Buckley grew up in Albany along with three brothers and a sister. His father owned several movie theaters. Buckley attended the Albany Academy for Boys. Later the family moved to Bennington in Vermont and ran the General Stark Theatre there. He went to the Cranwell Preparatory School and then attended Brown University. However, he left the latter to 1942 in the United States Army Air Forces enter. There he served as a pilot of a load sailor, in whose society he trained other pilots. 1945, Buckley was still in the service, he married his first wife. After the war he worked as a real estate agent in Bennington County.
In addition, since the 1950s, Buckley was very active in the community life of Bennington, among other things, he was the Village of Old Bennington Trustee and member of the Highway Commission, and was also active in local politics as an Independent. 1952 ran as an independent candidate for a seat in the House of Representatives from Vermont, but was defeated John Hart, who has been supported by both Democrats and Republicans. 1954 Buckley was, now Republican, first elected to the Senate from Vermont and this was one of several legislative periods on. During this period he was also Chairman of the Senate Judiciary Committee.

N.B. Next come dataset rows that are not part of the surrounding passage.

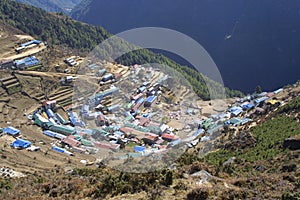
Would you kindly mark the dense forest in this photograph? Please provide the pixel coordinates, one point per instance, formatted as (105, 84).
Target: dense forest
(258, 169)
(58, 29)
(52, 5)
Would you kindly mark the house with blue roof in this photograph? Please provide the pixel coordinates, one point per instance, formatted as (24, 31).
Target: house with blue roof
(20, 144)
(11, 131)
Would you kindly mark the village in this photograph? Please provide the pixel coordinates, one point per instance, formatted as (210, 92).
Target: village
(117, 112)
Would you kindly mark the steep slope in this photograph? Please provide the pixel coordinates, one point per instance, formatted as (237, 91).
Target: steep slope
(264, 170)
(52, 5)
(260, 37)
(59, 29)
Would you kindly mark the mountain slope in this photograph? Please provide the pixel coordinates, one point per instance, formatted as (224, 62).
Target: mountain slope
(52, 5)
(260, 37)
(263, 170)
(59, 29)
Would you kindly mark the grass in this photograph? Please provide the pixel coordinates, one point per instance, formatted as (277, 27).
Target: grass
(269, 139)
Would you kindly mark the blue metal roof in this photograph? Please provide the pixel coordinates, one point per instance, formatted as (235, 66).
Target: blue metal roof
(20, 143)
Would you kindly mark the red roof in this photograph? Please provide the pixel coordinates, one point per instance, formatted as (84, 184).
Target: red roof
(137, 96)
(168, 136)
(144, 121)
(107, 145)
(136, 106)
(70, 140)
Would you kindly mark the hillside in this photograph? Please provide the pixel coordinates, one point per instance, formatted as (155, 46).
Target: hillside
(251, 163)
(253, 36)
(58, 29)
(53, 5)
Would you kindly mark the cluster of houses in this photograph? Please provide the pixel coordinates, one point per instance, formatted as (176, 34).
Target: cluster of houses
(23, 63)
(20, 64)
(27, 45)
(19, 142)
(137, 133)
(241, 112)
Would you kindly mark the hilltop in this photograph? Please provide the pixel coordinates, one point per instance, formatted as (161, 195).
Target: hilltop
(62, 113)
(53, 5)
(59, 29)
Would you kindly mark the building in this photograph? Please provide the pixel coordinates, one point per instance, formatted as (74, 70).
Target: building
(65, 130)
(139, 149)
(113, 108)
(49, 104)
(5, 64)
(107, 77)
(107, 146)
(26, 62)
(150, 100)
(61, 150)
(235, 111)
(20, 144)
(169, 137)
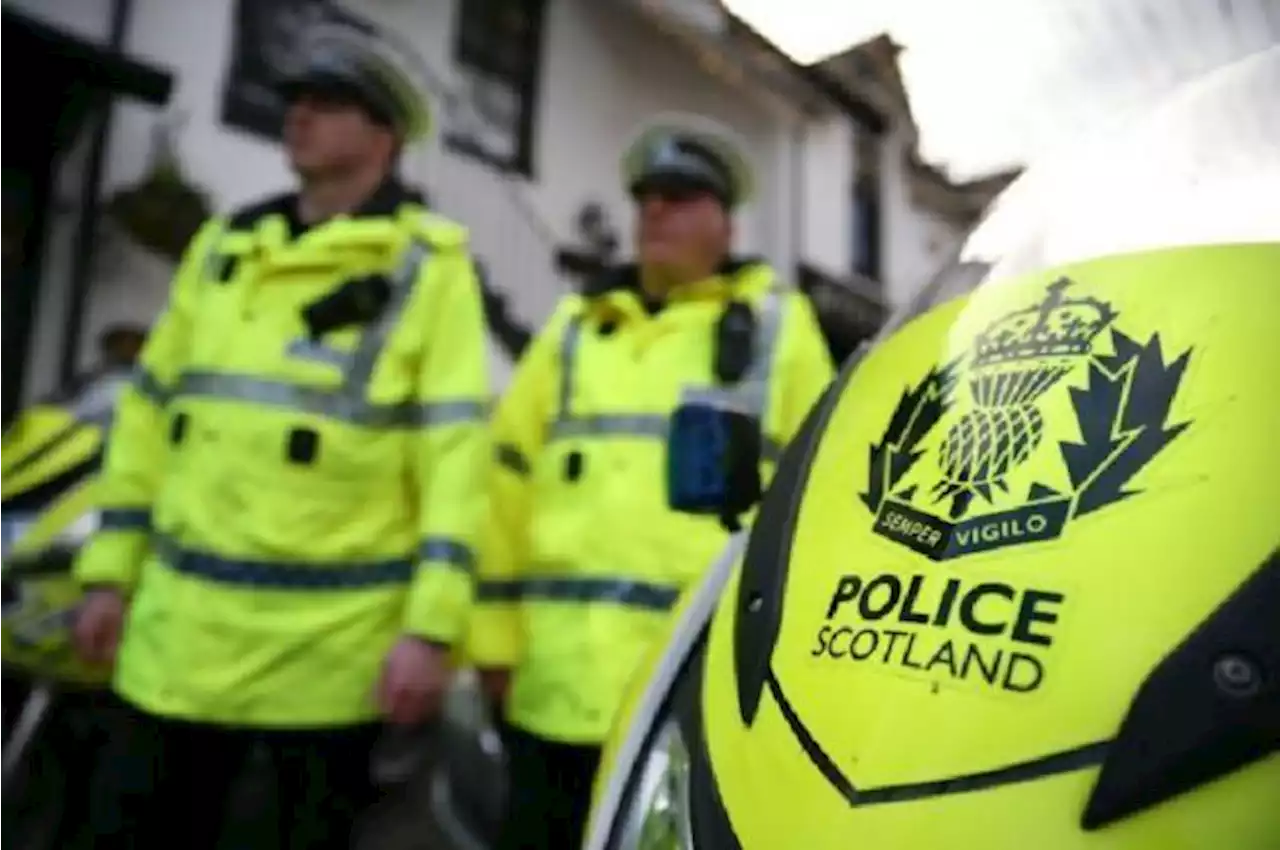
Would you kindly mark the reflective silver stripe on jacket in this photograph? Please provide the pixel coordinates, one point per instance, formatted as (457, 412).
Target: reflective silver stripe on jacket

In the early 1960s he founded together with A. Luke Crispe, a lawyer from Brattleboro, Vermont Independent Party, which opposed the re-election of Republican Governor F. Ray Keyser. Buckley took Keyser whose decision in awarding the license to operate the racecourse Green Mountain Racetrack in Pownal to interested parties from Rhode Iceland evil. Buckley, who was also interested along with Crispe for the operating license would have favored at least the award to interested parties from Vermont. The commencement of the Vermont Independent Party in the 1962 gubernatorial elections were sometimes a reason why Keyser missed the re-election and was elected with Philip H. Hoff, the first Democrat since 1854 to the Governor. The fact that Hoff was also the candidate of Vermont Independent Party, it was otherwise traditionally Republican voters possible for Hoff to vote, to cast their vote without the Democratic Party.
Buckley left in 1976 to the election of the Vice- Governor of Vermont and was 47.6 % of the vote second behind his Democratic opponent John Alden. Since no candidate reached the required absolute majority, it fell under the Constitution of the State to the Parliament, ie, the Vermont General Assembly to elect a new Vice- Governor. Buckley won in the next election on January 6, 1977 90 votes, while Alden was able to unite 87 votes. The third candidate, John Franco from the Liberty Union, received one vote. Alden later complained unsuccessfully in court against this result. Buckley held the post of vice- governor of 1977 until 1979. As lieutenant governor, he came often with his party colleague Richard A. Snelling, who held the office of the governor, together. So he decided in 1978 tied vote in the Senate to leave the State Health Department in Burlington and supported a tax relief plan for Green Mountain Racetrack, whereas Snelling later be vetoed. With the Republican primaries in 1978 for the nomination as Vice- Governor, he defeated Peter Plympton Smith, who scored a lead of 15 % before Buckley.
1980 Buckley ran unsuccessfully for his nomination as a candidate in elections to the Senate of the United States. Buckley now retired and moved to Florida. During the summer, he often stayed in Vermont, and finally returned in 2010 entirely in the state, where he settled with his fourth wife in Stowe. Buckley had four sons and a daughter.